Surprising: state gas taxes appear to have very little effect on either driving habits or fuel consumption. More precisely, there’s no correlation between a state’s gasoline tax and the amount of fuel its residents use or the amount of driving they do.
Don’t believe me? Feast your eyes on these babies:
Those are big, fat, completely uncorrelated blobs. What you’re seeing is all 50 states plus D.C. plotted to show a relationship between state gas tax rates and per capita fuel consumption (in the first chart) and per capita miles driven (in the second chart). There is essentially no relationship whatsoever.
Maybe this shouldn’t be surprising. There’s a very good reason why gas taxes don’t appear to reduce consumption: the tax revenues are expressly dedicated to boosting consumption. In fact, in most states, gas taxes are set aside especially for building and maintaining roads. So state gas taxes are sort of like tobacco taxes … if the tobacco revenue were funneled into advertising cigarettes.

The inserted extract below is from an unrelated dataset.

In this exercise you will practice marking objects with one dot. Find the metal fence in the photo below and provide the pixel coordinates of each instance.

And for another thing, state gas taxes are pretty small.
They’re small enough, anyway, that they don’t make a huge difference in the price at the pump. Even though there’s a pretty large difference between state tax rates — from 7.5 cents per gallon in Georgia to 36 cents per gallon in Washington — they only account for a small fraction of the consumer price. For a typical state, with tax rate in the neighborhood of 21 cents per gallon, state gas taxes would account for only about 10 percent of the purchase price — and maybe as little as 5 or 6 percent during the recent gas price runup in 2008. So even if price matters (and it does), state taxes aren’t big enough to make a large difference.

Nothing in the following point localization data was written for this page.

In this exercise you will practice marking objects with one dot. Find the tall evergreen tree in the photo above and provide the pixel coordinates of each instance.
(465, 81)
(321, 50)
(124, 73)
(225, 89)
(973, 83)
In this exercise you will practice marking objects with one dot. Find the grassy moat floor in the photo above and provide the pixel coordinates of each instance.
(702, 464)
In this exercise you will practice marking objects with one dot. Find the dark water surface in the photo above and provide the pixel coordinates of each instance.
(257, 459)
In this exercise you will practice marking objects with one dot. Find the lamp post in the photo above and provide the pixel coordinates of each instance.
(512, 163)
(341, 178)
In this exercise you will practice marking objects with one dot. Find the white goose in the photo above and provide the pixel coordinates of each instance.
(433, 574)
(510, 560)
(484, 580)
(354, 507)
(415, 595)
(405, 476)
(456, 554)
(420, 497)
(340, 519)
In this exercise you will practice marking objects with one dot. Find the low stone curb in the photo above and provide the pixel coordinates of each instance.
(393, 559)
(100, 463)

In fairness, there may be dozens of other factors that also work to obscure the relationships between tax rates and behavior, such as the relative wealth of states, disparate levels of urbanization, differences in physical geography, and so on.
There are a couple of lessons here. First, a general one: if you want to use taxes to reduce consumption, you probably shouldn’t spend the revenue to promote consumption. (This isn’t a knock against state gas taxes; they weren’t designed to depress gas use, but to to fund infrastructure.) So a carbon tax would still work to reduce carbon emissions as long as the proceeds weren’t used to generate more carbon.
The second lesson is a two-parter. States like Oregon that are considering switching from a fuel tax to a mileage tax should consider the following. Number one, reducing the state gas tax may not make much difference to fuel use. And number two, taxing mileage may not do much of anything to reduce driving. That’s because Oregon’s proposed mileage tax would be much like existing gas taxes: it would be designed to support more driving.
Notes: Fuel consumption and driving figures come from the US Federal Highway Administration’s most recent data here and here. Per capita rates are calculated using 2007 population data from the US Census Bureau, here.